Data_Sheet_5_Investigating the Mechanical Characteristics of Bone-Metal Implant Interface Using in situ Synchrotron Tomographic Imaging.ZIP

Long-term stability of endosseous implants depends on successful bone formation, ingrowth and adaptation to the implant. Specifically, it will define the mechanical properties of the newly formed bone-implant interface. 3D imaging during mechanical loading tests (in situ loading) can improve the understanding of the local processes leading to bone damage and failure. In this study, titanium screws were implanted into rat tibiae and were allowed to integrate for 4 weeks with or without the addition of the growth factor Bone Morphogenetic Protein and the bisphosphonate Zoledronic Acid. Samples were subjected to in situ pullout using high-resolution synchrotron x-ray tomography at the Tomcat beamline (SLS, PSI, Switzerland) at 30 keV with 25 ms exposure time, resulting in a total acquisition time of 45 s per scan, with a 3.6 μm isotropic voxel size. Using a custom-made loading device positioned inside the beamline, screws were pulled out with 0.05 mm increment, acquiring multiple scans until rupture of the sample. The in situ loading protocol was adapted to ensure short imaging time, which enabled multiple samples to be tested with short loading steps, while keeping the total testing time low and reducing dose deposition. Higher trabecular bone content was quantified in the surrounding of the screw in the treated groups, which correlated with increased mechanical strength and stiffness. Differences in screw implantation, such as contact between threads and cortex as well as minor tilt of the screw were also correlated to the mechanical parameters. In situ loading enabled the investigation of crack propagation during the pullout, highlighting the mechanical behavior of the interface.

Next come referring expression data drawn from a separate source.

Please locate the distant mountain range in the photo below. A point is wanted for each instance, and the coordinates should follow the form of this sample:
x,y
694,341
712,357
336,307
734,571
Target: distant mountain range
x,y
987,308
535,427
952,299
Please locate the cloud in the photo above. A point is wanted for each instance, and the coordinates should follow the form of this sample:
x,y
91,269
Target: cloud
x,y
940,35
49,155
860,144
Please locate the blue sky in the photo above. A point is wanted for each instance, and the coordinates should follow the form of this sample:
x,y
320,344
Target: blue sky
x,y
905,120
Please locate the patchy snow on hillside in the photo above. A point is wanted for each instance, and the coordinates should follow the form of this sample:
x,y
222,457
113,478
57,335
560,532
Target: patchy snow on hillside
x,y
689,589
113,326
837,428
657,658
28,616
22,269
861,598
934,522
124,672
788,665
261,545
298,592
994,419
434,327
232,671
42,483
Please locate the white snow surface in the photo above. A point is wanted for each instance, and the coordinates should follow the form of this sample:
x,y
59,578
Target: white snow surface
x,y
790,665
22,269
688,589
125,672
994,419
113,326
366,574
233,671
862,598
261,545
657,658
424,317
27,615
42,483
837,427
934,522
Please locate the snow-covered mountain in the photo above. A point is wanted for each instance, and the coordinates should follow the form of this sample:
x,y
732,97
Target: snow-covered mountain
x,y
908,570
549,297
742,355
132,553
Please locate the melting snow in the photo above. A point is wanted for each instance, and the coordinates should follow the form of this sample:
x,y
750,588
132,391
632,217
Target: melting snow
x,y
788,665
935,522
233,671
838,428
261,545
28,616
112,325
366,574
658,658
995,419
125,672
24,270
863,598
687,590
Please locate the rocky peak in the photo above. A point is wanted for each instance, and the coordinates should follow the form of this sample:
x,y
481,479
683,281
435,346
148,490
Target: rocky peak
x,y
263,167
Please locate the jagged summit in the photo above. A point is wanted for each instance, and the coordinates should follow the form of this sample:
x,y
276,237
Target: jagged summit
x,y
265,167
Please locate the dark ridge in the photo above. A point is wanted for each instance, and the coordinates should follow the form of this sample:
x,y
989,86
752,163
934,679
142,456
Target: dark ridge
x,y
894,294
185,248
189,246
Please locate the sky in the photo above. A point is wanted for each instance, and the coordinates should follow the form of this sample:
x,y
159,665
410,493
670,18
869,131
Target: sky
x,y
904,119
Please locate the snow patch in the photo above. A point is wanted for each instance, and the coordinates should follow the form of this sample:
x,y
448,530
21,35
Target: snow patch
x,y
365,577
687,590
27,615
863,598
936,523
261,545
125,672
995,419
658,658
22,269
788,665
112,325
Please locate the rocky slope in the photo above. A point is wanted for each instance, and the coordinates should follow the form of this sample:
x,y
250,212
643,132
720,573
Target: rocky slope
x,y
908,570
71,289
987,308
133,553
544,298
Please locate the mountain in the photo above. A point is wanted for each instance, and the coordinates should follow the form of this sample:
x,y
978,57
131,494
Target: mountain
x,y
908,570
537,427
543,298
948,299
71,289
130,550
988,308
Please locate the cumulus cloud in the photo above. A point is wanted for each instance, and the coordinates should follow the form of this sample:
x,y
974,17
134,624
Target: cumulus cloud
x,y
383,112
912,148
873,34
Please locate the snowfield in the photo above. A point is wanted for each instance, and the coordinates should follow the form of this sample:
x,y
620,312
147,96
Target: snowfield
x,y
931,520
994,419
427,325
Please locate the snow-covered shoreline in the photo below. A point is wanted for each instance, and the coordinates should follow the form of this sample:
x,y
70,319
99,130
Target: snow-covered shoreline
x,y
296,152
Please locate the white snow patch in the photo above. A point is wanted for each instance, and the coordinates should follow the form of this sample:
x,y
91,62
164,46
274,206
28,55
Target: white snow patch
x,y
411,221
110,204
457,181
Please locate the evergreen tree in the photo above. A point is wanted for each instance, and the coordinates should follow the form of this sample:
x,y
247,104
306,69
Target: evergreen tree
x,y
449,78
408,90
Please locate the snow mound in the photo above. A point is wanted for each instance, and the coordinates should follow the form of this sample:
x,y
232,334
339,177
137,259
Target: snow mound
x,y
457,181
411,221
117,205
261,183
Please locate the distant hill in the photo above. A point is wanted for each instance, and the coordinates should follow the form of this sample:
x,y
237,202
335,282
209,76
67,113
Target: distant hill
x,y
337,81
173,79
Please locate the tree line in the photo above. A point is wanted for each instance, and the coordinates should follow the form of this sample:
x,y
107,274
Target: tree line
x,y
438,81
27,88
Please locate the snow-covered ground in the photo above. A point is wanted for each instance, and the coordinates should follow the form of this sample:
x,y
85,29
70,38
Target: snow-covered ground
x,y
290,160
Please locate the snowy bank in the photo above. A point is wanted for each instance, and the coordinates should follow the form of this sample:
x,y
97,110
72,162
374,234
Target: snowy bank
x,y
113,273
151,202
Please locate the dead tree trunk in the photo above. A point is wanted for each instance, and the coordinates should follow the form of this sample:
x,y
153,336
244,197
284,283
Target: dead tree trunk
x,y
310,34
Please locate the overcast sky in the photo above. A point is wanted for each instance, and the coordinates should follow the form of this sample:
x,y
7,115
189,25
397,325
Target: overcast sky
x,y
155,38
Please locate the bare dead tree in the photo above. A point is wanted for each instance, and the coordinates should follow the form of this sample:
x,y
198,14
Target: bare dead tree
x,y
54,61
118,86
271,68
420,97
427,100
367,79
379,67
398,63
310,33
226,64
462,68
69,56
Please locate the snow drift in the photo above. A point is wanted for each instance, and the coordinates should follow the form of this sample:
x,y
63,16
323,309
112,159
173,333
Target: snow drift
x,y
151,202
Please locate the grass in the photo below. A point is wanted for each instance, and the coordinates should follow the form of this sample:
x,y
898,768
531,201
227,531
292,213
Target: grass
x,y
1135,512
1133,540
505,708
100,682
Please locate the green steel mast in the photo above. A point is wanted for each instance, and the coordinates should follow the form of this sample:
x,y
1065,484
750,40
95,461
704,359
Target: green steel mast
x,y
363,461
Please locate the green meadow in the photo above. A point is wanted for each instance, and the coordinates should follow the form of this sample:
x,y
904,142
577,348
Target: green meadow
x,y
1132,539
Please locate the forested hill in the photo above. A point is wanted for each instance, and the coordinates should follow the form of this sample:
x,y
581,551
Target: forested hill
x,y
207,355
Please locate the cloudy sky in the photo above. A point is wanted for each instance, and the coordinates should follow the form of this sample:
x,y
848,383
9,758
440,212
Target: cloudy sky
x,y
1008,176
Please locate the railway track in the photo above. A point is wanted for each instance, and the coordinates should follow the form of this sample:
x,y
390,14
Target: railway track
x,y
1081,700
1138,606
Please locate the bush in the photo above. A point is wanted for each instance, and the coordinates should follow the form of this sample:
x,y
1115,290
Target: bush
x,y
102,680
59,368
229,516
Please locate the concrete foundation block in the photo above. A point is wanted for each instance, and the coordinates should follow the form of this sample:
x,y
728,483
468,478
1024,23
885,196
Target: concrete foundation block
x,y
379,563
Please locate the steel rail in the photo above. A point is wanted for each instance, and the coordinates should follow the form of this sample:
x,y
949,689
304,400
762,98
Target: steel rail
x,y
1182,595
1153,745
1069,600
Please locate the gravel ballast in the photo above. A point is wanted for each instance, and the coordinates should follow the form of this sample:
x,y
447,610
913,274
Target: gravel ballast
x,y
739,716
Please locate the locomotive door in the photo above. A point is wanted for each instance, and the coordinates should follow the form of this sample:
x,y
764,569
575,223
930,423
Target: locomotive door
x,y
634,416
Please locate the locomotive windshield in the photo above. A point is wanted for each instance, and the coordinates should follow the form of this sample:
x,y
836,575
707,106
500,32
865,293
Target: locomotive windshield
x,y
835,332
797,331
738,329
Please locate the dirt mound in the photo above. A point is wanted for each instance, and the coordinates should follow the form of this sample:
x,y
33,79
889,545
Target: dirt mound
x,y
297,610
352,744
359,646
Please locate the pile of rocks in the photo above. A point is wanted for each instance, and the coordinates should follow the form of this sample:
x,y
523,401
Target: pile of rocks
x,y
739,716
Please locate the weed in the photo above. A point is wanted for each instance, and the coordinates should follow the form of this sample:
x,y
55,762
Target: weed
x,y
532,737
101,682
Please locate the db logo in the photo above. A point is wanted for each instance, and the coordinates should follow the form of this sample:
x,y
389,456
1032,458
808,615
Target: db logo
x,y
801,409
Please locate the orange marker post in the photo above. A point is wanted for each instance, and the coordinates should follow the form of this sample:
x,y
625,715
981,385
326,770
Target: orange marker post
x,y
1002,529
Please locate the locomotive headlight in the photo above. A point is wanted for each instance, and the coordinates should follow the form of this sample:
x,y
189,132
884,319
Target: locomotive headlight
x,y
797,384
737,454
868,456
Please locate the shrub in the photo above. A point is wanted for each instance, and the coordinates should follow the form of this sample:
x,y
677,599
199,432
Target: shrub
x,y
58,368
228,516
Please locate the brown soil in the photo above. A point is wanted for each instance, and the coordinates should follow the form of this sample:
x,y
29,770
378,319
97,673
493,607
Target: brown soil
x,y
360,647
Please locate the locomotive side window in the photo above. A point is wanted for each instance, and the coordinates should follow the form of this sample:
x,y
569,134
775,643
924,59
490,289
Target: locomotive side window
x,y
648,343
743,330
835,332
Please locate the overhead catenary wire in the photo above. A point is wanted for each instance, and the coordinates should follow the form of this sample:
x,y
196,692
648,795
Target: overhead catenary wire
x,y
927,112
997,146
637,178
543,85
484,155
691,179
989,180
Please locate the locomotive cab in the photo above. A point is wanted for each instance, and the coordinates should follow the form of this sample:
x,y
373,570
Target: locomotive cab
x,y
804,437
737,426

Three typical crack types were observed: (1) rupture at the interface of trabecular and cortical bone tissues, close to the screw, (2) large crack inside the cortex connected to the implant, and (3) first failure away from the screw with cracks propagating toward the screw-bone interface. Mechanical properties of in vivo integrated bone-metal screws rely on a combination of multiple parameters that are difficult to identify and separate one from the other.